CANON Timothy Ball is to become Team Rector at the church where, 32 years ago, he was first brought to faith.
Canon Ball has just been appointed Team Rector Designate of the Great Baddow Team Ministry near Chelmsford, in Essex. His team includes St Mary’s, Great Baddow, where, in 1989, he had his conversion experience.
In 1989, he was a 29-year-old firefighter whose religious views ranged from agnosticism to atheism. A colleague who worshipped at St Mary’s invited him and his wife, Anita, to a live broadcast of a Billy Graham UK tour event. “Anita was profoundly affected,” he said; “so the next day, we went to St Mary’s. We engaged with the worship and with the preaching of the gospel. Four weeks later, the curate visited our home, and that evening we were led to the Lord.
“Seven months later, during a church weekend, I had a Holy Spirit experience, the like of which I had never had before. It was a profound moment, and I trace everything in respect of ministry back to that. It was what Wesley called ‘the quickening of the heart’. Once I processed that, I knew I wasn’t going to spend the next 20 years working in the fire service.”
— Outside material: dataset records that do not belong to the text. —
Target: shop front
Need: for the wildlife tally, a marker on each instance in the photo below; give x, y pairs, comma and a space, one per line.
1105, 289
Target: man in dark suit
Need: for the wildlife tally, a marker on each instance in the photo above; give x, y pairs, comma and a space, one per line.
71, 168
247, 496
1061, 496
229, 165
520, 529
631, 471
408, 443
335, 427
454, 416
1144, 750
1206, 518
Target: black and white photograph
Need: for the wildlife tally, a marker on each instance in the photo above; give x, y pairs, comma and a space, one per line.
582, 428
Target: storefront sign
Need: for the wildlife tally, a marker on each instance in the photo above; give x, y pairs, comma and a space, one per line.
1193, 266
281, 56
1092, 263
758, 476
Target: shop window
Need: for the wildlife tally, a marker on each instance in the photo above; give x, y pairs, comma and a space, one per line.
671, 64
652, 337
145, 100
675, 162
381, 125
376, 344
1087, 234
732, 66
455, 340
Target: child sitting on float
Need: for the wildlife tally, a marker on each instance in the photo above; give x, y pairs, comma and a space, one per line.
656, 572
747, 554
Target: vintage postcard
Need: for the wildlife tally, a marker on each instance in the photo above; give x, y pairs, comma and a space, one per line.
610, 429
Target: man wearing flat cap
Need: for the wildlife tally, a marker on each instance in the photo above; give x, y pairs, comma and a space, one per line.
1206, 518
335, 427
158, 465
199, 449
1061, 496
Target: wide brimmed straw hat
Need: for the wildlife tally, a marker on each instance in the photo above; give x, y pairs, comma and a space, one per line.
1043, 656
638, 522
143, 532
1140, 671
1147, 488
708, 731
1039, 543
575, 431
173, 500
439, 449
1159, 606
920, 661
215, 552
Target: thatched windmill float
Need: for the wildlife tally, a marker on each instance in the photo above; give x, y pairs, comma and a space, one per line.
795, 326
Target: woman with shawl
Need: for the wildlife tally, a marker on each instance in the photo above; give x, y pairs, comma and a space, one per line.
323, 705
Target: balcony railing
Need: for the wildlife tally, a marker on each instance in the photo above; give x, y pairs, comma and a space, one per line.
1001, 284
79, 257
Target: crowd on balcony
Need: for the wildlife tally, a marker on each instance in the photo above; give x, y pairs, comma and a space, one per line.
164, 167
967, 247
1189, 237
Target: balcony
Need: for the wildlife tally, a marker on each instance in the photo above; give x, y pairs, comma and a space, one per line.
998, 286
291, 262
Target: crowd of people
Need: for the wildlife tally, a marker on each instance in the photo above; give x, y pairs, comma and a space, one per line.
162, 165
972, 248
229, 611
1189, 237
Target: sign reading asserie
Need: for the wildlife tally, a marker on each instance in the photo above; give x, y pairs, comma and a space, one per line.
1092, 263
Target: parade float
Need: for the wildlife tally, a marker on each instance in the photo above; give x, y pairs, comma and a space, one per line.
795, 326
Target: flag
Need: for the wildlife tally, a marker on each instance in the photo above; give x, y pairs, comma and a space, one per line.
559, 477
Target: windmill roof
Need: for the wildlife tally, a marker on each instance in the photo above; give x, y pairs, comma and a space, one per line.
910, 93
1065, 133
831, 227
His volunteering at St Mary’s increased, and he eventually started ordination training at Trinity College, Bristol. He was made deacon at a church in Harlow, Essex, in 1996.
“I think there had always been a call to faith deep within me, despite my thinking I could not believe these things,” he said. “I was looking for permission to believe. Strangely, when I was a teenager, if you had asked me what, beyond my wildest dreams, I would like to be when I grew up, it was not an astronaut or a footballer, but a vicar — even though I didn’t believe in God. It was just something about the job itself.”
Apart from three years in a parish in the Lake District, he has spent his ordained ministry in Essex. “I am an Essex man,” he said. “I am most at home here.” For 12 years, he was Vicar of Holy Trinity, Springfield, before becoming a Team Vicar at Great Baddow, in 2015. “It felt like a big homecoming, and it enlivened my ministry,” he said. His appointment this month as Team Rector, on his 61st birthday, was part of a restructuring of the team.
“I wonder how many people have returned as a priest to where they found their faith,” he said. “It would be a nice little ‘club’ for those who have become rectors of the church where they were converted.”